The 2011 season hasn’t even begun yet, and already the one question that appears to be on everyone’s lips is: Who is better, the Nebraska Cornhuskers or Wisconsin Badgers?
In a way, this debate was inevitable. You have two similarly constructed, win-ugly teams with storied histories, excellent coaching and dedicated fan bases. Whereas the Huskers brought their gutter style to the traditionally more offense-oriented Big 12 year after year, the Badgers made their bones in the Big Ten – where the pace is slower and defense wins championships.
Now that Nebraska is headed to their rightful conference in the Big Ten, it’s no wonder that many are wondering whether their style of play will prove to be a perfect match or, if perhaps Wisconsin is in fact a truer version of what we always believed Nebraska was than Nebraska actually is.
In the early preseason top-25 polls, the Badgers and Huskers flip-flopped the No. 10 and No. 11 seeds in the Coaches Poll and AP Poll, respectively. Both are clearly being touted as the teams to beat in their suddenly very competitive conference, and both are expected to replace traditional powers the Ohio State Buckeyes and Michigan Wolverines in the hearts and minds of college football fans.
Wisconsin is fresh off a 2010-11 Rose Bowl campaign, but they’re also coming into the 2011-12 year without their quarterback, Scott Tolzien. In his place, however, the Badgers will implement highly-regarded transferee Russell Wilson. Unlike his predecessor Wilson doesn’t have the same winning pedigree to boast, but the kid is talented – very talented.
During his three years as the starting quarterback with the North Carolina State Wolfpack, he accumulated 76 touchdowns through the air and 17 on the ground.
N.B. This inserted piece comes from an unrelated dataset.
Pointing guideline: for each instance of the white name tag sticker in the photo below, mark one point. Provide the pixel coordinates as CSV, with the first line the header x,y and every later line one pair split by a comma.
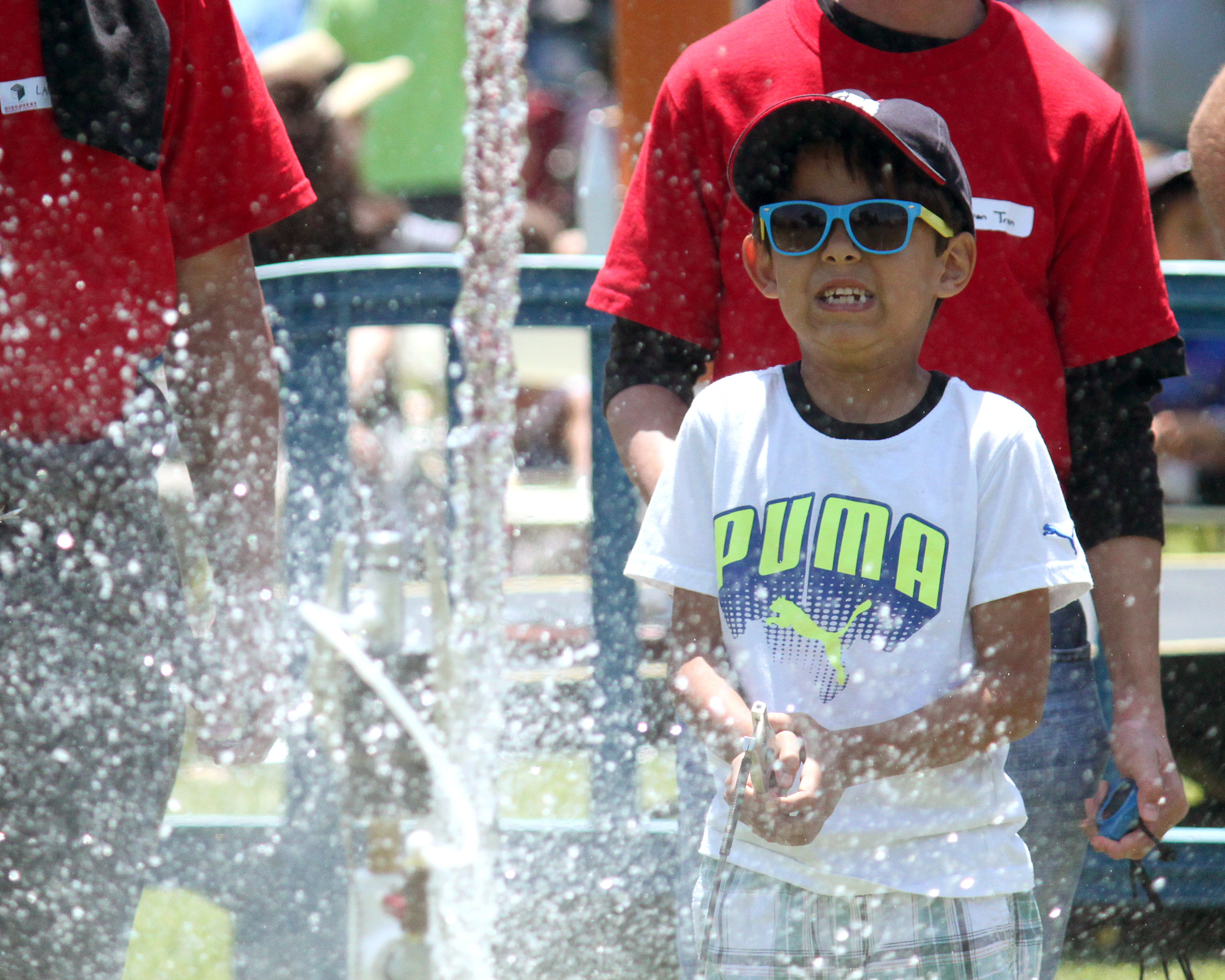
x,y
23,95
1003,216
He’s an instant shot to the arm offensively to a team that has traditionally won in the trenches.
What should make Wilson’s transition all the smoother is all of the protection he has up front. In a recent piece, Pete Thamel of the New York Times humorously recounted the story of how Badgers coach Bret Bielema utilized his line when he was trying to recruit the team’s now-current quarterback.
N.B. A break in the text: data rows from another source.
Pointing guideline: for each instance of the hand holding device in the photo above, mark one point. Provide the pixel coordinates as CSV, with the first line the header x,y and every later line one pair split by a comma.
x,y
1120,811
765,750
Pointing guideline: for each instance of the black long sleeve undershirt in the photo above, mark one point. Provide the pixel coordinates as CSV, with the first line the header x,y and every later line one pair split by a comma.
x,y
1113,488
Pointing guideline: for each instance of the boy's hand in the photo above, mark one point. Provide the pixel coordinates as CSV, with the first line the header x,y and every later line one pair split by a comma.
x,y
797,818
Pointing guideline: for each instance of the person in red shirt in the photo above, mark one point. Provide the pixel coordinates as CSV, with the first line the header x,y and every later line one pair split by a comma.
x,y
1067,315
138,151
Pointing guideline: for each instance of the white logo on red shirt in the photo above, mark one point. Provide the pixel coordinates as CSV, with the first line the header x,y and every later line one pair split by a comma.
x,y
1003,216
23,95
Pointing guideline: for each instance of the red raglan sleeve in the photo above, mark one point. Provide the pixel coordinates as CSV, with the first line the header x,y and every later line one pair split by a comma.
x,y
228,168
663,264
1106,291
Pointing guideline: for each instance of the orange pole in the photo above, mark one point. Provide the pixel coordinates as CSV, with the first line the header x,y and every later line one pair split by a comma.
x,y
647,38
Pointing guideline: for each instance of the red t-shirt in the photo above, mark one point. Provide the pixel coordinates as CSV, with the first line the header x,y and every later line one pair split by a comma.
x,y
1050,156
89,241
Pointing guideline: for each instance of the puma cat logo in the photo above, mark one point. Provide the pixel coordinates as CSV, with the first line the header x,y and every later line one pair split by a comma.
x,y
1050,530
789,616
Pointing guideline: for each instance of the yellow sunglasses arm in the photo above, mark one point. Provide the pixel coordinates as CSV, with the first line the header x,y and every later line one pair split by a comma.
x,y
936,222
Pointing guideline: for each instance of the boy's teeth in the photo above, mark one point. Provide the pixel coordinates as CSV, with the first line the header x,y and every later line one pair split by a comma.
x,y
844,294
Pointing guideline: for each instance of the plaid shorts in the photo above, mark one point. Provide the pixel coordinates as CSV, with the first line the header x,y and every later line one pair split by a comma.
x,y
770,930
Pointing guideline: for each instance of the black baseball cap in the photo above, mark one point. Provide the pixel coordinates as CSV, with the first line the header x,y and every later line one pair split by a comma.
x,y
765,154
“Wisconsin’s archetype became a key recruiting tool when Bielema paraded his top eight linemen — more than 2,500 pounds of protection — into a room to meet Wilson on his visit this summer.
‘He was taken aback,’ Bielema said of the 5-foot-11 Wilson. ‘These guys are really big.’”
Wisconsin is big and deep as far as their offensive line goes, something that’s generally music to the ears of any unproven offense.
All of that being said, the Badgers did lose a lot of players from last year’s squad, so as deep as they are, chemistry may become an issue at some point. There is no doubt that they will be able to replace Tolzien, Lance Kendricks, Gabe Carimi and JJ Watt, etc. – but how long will it take for all of the pieces to gel?
Meanwhile, for Nebraska, it’s not so much about replacing key figures as it is about getting acclimated to their new surroundings. New offensive coordinator Tim Beck has made it clear that he plans to speed up the way the team moves on that side of the ball, but how much success will he have against the notoriously brutal Big Ten defenses? A faster defense would’ve been ideal in the Big 12, what with their quicker paced games, but how will it translate in the Huskers’ new digs? If it works, it’ll work really well. But, if it doesn’t…
Along the same lines, the offense’s maturity over the summer will be absolutely vital to whether or not Nebraska actually earns the high regards they’ve gotten among analysts in the preseason. If Taylor Martinez can stay healthy and noticeably improve on his 1,631 yards through the air and 965 ground -- which he totaled as a freshman -- then the team is in good position.
Plus, if Rex Burkhead can step into his magnified role and thrive as many expect he will, not only would he be able to alleviate some of the pressure off of Martinez, but he’d also fit in perfectly in the Big Ten’s rush-emphasized offensive style of play. And, of course, if the offensive line can stay healthy – look out Wisconsin.
A lot of variables are at work, though. If appears to be the key word in everyone’s preseason forecasts for both the Badgers and Huskers.
Luckily, the college football season has an innate ability to cancel out all of the ifs that plague team analysis in the early going. Once the year kicks off, superiority is proven on the grid iron through gritty play, hard work and dedication.
And given their storied pasts – that’s the only way these two teams would want it.